El sentido común está de regreso y el mundo está abriendo los ojos
por Diana Gamboa
Durante años, muchas personas sintieron que expresar ciertas opiniones podía convertirlas en blanco de críticas, ataques o cancelaciones. Temas que antes podían discutirse abiertamente comenzaron a generar divisiones profundas en la sociedad, y el miedo a ser juzgado llevó a muchos a guardar silencio.
Sin embargo, algo parece estar cambiando.
Cada vez más ciudadanos, en distintos países y desde diferentes perspectivas políticas, están pidiendo que los debates públicos vuelvan a estar guiados por la lógica, la evidencia, el respeto y el sentido común. No se trata de rechazar el cambio ni de ignorar los avances sociales, sino de recuperar la capacidad de analizar las ideas sin convertir cualquier desacuerdo en una guerra cultural.
Las redes sociales y los medios digitales han amplificado los extremos. Con frecuencia, las opiniones más moderadas reciben menos atención que los mensajes más provocadores. Como resultado, muchas personas han terminado agotadas de un ambiente donde todo parece reducirse a dos bandos enfrentados.
El problema de la polarización es que impide encontrar soluciones reales. Cuando el objetivo es derrotar al adversario en lugar de comprenderlo, la sociedad deja de avanzar y comienza a fragmentarse.
Por eso, cada vez más ciudadanos están reclamando espacios para el diálogo y la reflexión. No porque hayan dejado de tener convicciones, sino porque entienden que ninguna sociedad prospera cuando el desacuerdo se convierte en ataque.

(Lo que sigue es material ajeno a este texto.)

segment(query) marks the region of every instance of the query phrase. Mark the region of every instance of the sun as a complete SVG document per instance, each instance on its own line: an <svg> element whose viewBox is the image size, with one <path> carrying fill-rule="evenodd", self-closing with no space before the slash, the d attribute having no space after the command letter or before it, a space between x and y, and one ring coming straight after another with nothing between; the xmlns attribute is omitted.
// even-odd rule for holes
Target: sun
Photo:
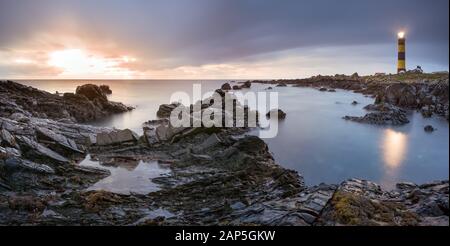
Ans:
<svg viewBox="0 0 450 246"><path fill-rule="evenodd" d="M52 51L48 54L47 64L59 68L62 76L102 77L120 76L133 77L134 71L124 67L125 63L135 62L130 56L109 58L89 54L82 49L65 49Z"/></svg>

Una señal de este cambio es que muchas personas están volviendo a hacer preguntas que antes evitaban por temor a las críticas.
Preguntar no significa odiar. Cuestionar no significa discriminar. Discrepar no significa atacar. Las sociedades libres avanzan precisamente cuando las ideas pueden debatirse sin miedo y cuando los argumentos son evaluados por su mérito, no por la popularidad de quienes los defienden.

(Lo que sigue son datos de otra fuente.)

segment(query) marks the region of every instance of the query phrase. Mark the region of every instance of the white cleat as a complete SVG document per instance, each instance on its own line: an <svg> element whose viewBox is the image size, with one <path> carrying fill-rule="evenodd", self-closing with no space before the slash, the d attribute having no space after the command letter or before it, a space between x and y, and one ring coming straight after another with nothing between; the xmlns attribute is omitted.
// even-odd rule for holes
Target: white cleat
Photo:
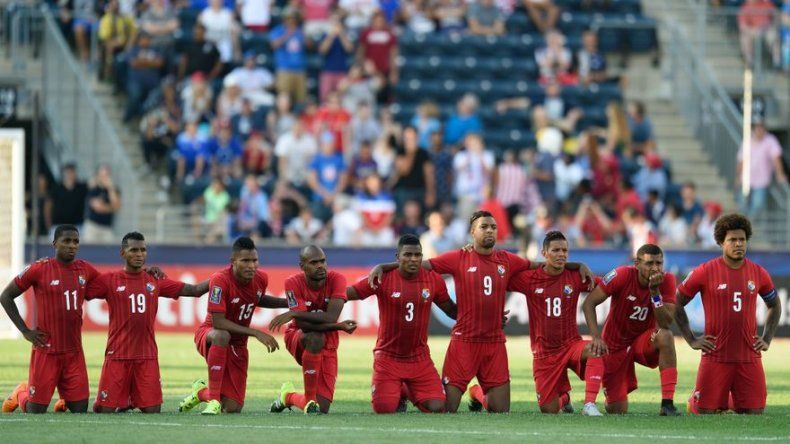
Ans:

El sentido común no es una ideología. Es la capacidad de observar la realidad, analizarla y tomar decisiones razonables basadas en hechos y experiencias.
Cuando las políticas públicas, la educación o los debates sociales se alejan demasiado de la realidad cotidiana de las personas, tarde o temprano surge una reacción. Los ciudadanos comienzan a exigir respuestas prácticas a problemas concretos: seguridad, educación de calidad, empleo, salud y oportunidades para sus familias.
La gente quiere soluciones que funcionen, no solo discursos que suenen bien. Quizás uno de los cambios más importantes de nuestro tiempo sea el deseo creciente de recuperar la conversación civilizada.
Durante años, muchas discusiones públicas estuvieron marcadas por etiquetas, acusaciones y descalificaciones. Pero cada vez más personas entienden que nadie aprende cuando es humillado y que nadie cambia de opinión cuando es tratado como enemigo.
Escuchar no implica renunciar a las propias convicciones. Implica reconocer que la verdad rara vez se encuentra en los extremos absolutos.
Decir que el sentido común está de regreso no significa que todos piensen igual. Significa que muchas personas están cansadas de los excesos, de la polarización permanente y de los debates donde el ruido importa más que las soluciones.
El mundo no necesita menos pensamiento crítico. Necesita más. Necesita ciudadanos capaces de cuestionar, analizar y dialogar sin miedo. Porque una sociedad fuerte no se construye cuando todos repiten lo mismo. Se construye cuando personas con ideas diferentes pueden hablar, escucharse y buscar juntos aquello que beneficia al bien común. Y tal vez esa sea la señal más esperanzadora de nuestro tiempo: que cada vez más personas están abriendo los ojos, no para ver el mundo como les dicen que deben verlo, sino para pensar por sí mismas.